Avoid litigating claims against officers and directors by challenging personal jurisdiction Featured

8:00pm EDT March 26, 2010

The fiduciary shield doctrine is an equitable doctrine that can protect individuals from litigation for actions they take on behalf of their employers.

It allows courts to decline to exercise personal jurisdiction over nonresident defendants sued for acts performed in their capacities as corporate agents. And absent personal jurisdiction, suits against nonresident, individual defendants can be quickly dismissed.

The rationale for the fiduciary shield doctrine is rooted in concepts of equity and fairness — whether it would be fair to sue a nonresident in Illinois for acts carried out on behalf of his or her employer.

Generally, agents are not personally liable for acts they carry out for their employers, but this doesn’t always protect employees as planned, as they can still be sued, says Andrew D. Campbell, a partner at Novack and Macey LLP.

“While the doctrine of limiting the personal liability of agents is alive and well, it still doesn’t stop litigants from naming officers or agents of a corporation as defendants,” says Campbell.

But a motion to dismiss asserting the fiduciary shield doctrine can quickly extract individual, nonresident defendants from a suit, says Campbell.

Smart Business spoke with Campbell about the fiduciary shield doctrine and how to protect your directors, officers and other agents from litigation.

Does the law generally protect directors, officers and other agents from liability for actions they take on behalf of their employers?

For the most part, yes, but exceptions apply to the rule of limited liability, and getting to a determination of nonliability can be time consuming and expensive.

While exceptional cases can sometimes have merit, corporate agents are often parties to suits because plaintiffs perceive tactical benefits in suing them. These perceived benefits can include increasing the settlement value of a case, intimidating the individual litigant or saddling the individual with the time-consuming and expensive tasks of litigation.

Also, naming directors and officers can trigger D&O insurance policies, thereby increasing the pool of funds available to settle the suit or pay a judgment. The fiduciary shield often can be raised in a motion to dismiss early on, thereby nullifying these perceived benefits.

How does personal jurisdiction affect the application of the fiduciary shield doctrine?

To have jurisdiction over a defendant, whether it’s a corporation or an individual, a plaintiff must show that the court can exercise its power over that defendant. So, for a court in Illinois to assert jurisdiction over someone from Wisconsin, for example, there must be an Illinois statute allowing for the exercise of jurisdiction, and constitutional requirements must be satisfied.

In Illinois, the ‘long arm’ statute provides that jurisdiction may be had over a person for any basis permitted by the U.S. Constitution and the Illinois Constitution. The U.S. Constitution allows for personal jurisdiction as long as that person has ‘minimum contacts’ with the state. And it is rather easy to establish these minimum contacts.

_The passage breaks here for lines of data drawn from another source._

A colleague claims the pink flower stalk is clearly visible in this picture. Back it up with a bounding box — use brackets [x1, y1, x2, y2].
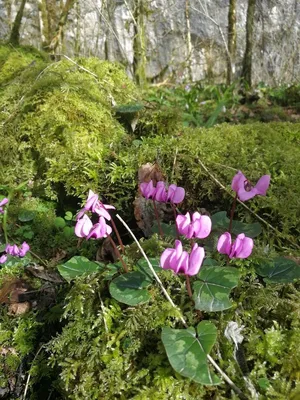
[77, 190, 115, 221]
[86, 217, 112, 239]
[160, 240, 205, 276]
[176, 212, 211, 239]
[75, 214, 93, 237]
[0, 254, 7, 264]
[140, 180, 156, 199]
[217, 232, 254, 258]
[231, 171, 271, 201]
[0, 197, 8, 214]
[5, 242, 30, 258]
[140, 180, 185, 204]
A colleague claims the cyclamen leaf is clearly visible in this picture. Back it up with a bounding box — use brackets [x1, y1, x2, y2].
[211, 211, 262, 238]
[109, 271, 151, 306]
[255, 257, 300, 283]
[57, 256, 100, 282]
[193, 266, 240, 312]
[161, 321, 220, 385]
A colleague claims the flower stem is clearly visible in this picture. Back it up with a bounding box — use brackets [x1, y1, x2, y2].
[171, 203, 179, 240]
[152, 199, 164, 238]
[228, 194, 237, 233]
[108, 235, 128, 272]
[117, 214, 247, 400]
[110, 219, 125, 253]
[185, 275, 193, 300]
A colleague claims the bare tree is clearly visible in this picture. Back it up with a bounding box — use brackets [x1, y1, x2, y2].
[227, 0, 236, 85]
[9, 0, 26, 46]
[242, 0, 256, 86]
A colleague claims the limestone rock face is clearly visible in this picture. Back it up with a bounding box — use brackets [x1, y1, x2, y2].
[0, 0, 300, 85]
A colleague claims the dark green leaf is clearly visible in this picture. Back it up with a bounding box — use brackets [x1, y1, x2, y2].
[18, 210, 36, 222]
[161, 321, 220, 385]
[109, 271, 151, 306]
[137, 257, 162, 281]
[211, 211, 262, 238]
[255, 257, 300, 283]
[193, 266, 240, 311]
[57, 256, 99, 282]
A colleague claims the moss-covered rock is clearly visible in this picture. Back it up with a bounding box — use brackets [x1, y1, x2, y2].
[0, 47, 137, 198]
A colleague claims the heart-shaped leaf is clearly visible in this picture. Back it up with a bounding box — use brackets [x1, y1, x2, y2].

Assuming there are minimum contacts, a court must then consider whether exercising personal jurisdiction would be fair and just. The fiduciary shield doctrine is an outgrowth of this inquiry.

What is an example of how the fiduciary shield doctrine applies?

It often comes up when a corporation and one or more of its officers are being sued. For example, suppose a Wisconsin corporation was hired to construct a building in Illinois and a lawsuit is filed in Illinois arising out of the construction project. The corporation would certainly be subject to personal jurisdiction in Illinois, but what about the officers — Wisconsin residents — who negotiated the contract and entered into the deal on behalf of their employer?

Entering into a contract for a construction project will often involve lengthy negotiations and will require the builder’s employees to travel to Illinois. But is this enough contact with Illinois to render them subject to being sued here in their individual capacities?

In a recent decision, with similar facts, the court dismissed two officers from a suit under the fiduciary shield doctrine. It found that one officer, who signed a construction contract and participated in telephonic meetings about the project — but who never traveled to Illinois — was not subject to jurisdiction here. Likewise, another officer, who did come to Illinois to attend progress meetings, but never for personal reasons, was also not subject to personal jurisdiction.

Are there circumstances under which courts are less likely to apply the fiduciary shield doctrine?

The doctrine is discretionary, so a court can decide whether to apply it based on the circumstances presented.

Courts often will refuse to apply the fiduciary shield doctrine to someone who is a high-ranking company officer with a direct financial stake in the company. A direct financial stake typically doesn’t mean an officer who holds shares as part of a retirement plan. Instead, courts are generally concerned with substantial shareholders, for example, those owning 20 percent or more of the company. But, monetary incentives aren’t the only thing courts consider.

Although less common, personal motives — spite, vindictiveness or maliciousness — have, at times, led courts away from applying the fiduciary shield doctrine. Further, where there are allegations that a corporate entity was merely a ‘sham’ utilized for an individual defendant’s personal benefit, the fiduciary shield doctrine is less likely to apply.

These exceptions notwithstanding, utilizing the fiduciary shield doctrine at the outset of a case can be a powerful tool in extracting nonresident agents from lawsuits during their initial stages.